Anyway, Return of the Jedi just wraps all the storylines up into a nice little package, and ends it in a way that always gives me goosebumps whenever I watch it.  The Emperor is creepy as hell and played to perfection by Ian McDiarmid.  The emotionally charged duel between Luke and Darth Vader is more interesting than the one in Empire, just because Vader’s not just “some bad guy” throughout most of the fight – Luke KNOWS he’s his father this time around, and comes dangerously close to falling to the dark side.

John Williams’ score for Jedi is easily the best of all six movies.  From the Battle of Endor music (“Into the Trap” is possibly my favourite music of the entire saga) to the low, haunting Emperor theme, I friggin’ love it.  Even the Special Edition’s ending music gives me chills, just listening to it!
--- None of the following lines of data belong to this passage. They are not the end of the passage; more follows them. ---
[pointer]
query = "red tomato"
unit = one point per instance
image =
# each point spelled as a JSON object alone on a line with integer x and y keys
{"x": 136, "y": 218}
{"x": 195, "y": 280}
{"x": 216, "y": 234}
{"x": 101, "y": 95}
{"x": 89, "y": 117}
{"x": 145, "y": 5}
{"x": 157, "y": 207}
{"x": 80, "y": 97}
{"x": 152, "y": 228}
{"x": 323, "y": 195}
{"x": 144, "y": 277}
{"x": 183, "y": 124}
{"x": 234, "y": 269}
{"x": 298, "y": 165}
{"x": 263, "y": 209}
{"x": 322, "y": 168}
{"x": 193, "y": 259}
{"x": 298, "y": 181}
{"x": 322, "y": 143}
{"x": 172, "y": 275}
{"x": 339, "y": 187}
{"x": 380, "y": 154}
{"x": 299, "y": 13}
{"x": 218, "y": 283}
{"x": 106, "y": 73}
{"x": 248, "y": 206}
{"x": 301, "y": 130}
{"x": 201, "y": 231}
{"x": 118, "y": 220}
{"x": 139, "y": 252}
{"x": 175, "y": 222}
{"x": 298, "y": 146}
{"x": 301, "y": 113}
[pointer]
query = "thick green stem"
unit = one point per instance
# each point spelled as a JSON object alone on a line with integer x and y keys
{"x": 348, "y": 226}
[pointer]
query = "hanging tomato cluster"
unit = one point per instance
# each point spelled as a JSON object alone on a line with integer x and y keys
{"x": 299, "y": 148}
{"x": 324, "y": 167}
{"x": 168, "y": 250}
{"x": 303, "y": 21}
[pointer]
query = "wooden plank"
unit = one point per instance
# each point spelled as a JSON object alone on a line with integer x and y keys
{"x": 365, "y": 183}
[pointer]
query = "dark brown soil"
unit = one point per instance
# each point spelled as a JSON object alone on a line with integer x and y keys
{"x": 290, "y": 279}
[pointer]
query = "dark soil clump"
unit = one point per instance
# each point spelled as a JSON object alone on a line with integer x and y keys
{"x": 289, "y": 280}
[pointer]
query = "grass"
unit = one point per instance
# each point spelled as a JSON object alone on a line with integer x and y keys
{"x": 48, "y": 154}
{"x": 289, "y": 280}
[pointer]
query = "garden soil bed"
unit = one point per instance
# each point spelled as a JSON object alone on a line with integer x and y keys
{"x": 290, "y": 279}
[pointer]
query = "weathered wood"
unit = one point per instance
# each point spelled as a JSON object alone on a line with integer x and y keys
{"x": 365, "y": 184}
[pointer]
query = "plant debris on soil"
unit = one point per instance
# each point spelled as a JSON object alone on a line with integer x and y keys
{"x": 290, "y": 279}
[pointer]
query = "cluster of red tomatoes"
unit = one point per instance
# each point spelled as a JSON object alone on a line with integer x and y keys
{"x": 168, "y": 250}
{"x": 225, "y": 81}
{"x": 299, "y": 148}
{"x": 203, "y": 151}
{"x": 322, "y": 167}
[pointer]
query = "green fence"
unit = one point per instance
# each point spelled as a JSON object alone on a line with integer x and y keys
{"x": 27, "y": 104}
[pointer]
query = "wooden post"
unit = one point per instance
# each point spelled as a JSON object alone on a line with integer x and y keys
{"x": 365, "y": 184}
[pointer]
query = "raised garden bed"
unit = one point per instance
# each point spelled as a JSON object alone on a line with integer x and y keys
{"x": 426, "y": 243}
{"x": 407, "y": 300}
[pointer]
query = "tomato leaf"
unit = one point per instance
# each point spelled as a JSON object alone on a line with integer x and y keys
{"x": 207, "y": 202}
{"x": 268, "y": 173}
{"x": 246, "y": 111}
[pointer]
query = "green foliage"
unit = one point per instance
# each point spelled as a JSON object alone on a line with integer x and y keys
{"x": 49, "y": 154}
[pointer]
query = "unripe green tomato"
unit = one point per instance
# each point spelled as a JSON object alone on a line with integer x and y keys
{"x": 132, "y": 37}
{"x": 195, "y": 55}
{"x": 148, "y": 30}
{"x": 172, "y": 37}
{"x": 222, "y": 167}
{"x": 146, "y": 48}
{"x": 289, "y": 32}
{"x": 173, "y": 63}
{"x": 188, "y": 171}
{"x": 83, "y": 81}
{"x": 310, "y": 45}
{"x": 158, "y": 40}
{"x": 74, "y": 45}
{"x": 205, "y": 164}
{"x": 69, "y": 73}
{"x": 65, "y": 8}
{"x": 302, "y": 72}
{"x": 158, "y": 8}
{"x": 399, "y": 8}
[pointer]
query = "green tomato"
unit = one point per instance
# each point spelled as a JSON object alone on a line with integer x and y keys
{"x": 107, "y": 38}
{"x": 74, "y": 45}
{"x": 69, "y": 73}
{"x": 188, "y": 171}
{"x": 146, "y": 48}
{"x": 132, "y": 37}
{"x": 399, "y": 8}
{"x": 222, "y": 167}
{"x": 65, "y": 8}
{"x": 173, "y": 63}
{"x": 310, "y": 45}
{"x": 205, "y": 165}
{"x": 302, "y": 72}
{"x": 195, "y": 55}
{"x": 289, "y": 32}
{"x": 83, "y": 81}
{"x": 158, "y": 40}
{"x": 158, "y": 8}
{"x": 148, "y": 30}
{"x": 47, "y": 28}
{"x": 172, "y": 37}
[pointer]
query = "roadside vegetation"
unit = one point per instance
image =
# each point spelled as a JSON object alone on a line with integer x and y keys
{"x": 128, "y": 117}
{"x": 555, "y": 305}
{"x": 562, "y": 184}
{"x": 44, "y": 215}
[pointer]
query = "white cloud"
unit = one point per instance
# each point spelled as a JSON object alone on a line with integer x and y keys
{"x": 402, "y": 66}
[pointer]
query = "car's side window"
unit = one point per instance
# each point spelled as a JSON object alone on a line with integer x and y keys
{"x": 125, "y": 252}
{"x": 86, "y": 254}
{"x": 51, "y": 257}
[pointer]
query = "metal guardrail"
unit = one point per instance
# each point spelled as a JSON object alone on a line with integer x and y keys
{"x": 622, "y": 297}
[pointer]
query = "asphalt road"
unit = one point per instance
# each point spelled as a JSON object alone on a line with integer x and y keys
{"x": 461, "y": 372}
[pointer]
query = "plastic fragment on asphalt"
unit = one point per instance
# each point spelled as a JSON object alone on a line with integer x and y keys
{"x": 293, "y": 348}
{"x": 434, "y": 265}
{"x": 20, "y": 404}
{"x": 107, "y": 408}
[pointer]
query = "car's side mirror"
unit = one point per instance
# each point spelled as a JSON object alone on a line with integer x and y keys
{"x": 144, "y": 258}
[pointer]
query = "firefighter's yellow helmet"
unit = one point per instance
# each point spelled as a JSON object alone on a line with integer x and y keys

In the end, though, the reason I like RotJ the most is simply because Super Return of the Jedi was the game that made me say “I’m over my paranoia about space and Jupiter now, so I should probably watch those movies!”

 

 

1996 was a pretty eventful year, when I think about it!

I experienced my first ever NASCAR race, which was obviously a big deal, and stuck with me.  At the end of grade 7, I was in a school play as an important character with actual lines, and stuff.  That was fun, since we went on a road trip and played at different schools around the province.  That September, the Nintendo 64 was released…  I was *slightly* pumped about that.

On the flip side, there was talk about having my grandmother move into an apartment\nursing home just down the street from the family house in Baie-Sainte-Anne.  Not only that, but they were thinking of selling the house, which had been in our family since the early 1900’s.  None of that really sat well with me, but it was just a sign of the times.  It seems that everyone has to go through that sort of thing, eventually.

On one summer trip to the Baie, I had brought my Super NES as usual.  I had also borrowed my friend Abba’s copy of Super Return of the Jedi, even though I knew next to nothing about Star Wars.  I had played a bit of it at his place, however, and knew that it was a solid action platformer with cool “3D’ flying levels.

It was an abnormally quiet day in the house, since my mom and grandmother had walked down the little path over to my great aunt’s mini-home, located on the same piece of land.  They would talk about this and that, have lobster, do whatever old people liked to do.  They were probably playing crib and joking around, like they did so often!

I was playing Super RotJ for the better part of the afternoon when I decided that I really wanted to see what those Star Wars movies were all about.  I thought it was just a bunch of unknown actors in there, but was that Harrison Ford that I could choose to play as?  I couldn’t be sure, just because he was all 16-bittey, and stuff.

On the drive home the night after, I remember asking my mom a ton of questions about it.  Who else was in it?  What years were they released?  Was Star Wars the one with the “I am your father” quote?  Because that’s all I pretty much knew.  She told me what she could, of course, but her knowledge was pretty much limited to who the main actors were, and how Mark Hamill’s face got somewhat mangled in a car accident between movies.

Now THAT I had to see for myself.

We got back into Fredericton, stopped at Blockbuster Video, and rented A New Hope on VHS.  After I watched that, I couldn’t wait to see how the rest of them panned out.

“Dude, didn’t Obi-Wan just lie to Luke about his father???  Or…  was that famous Vader line just a lie???”

Luckily, I didn’t have to wait long to find out.  Our neighbor got wind that I had discovered the awesomeness that was Star Wars, and lent me Episodes V and VI to watch that weekend.

The rest, as they say, is history!

 

Aw, man.  Beautiful.  Not my image, by the way.

Aw, man. Beautiful. Not my image, by the way.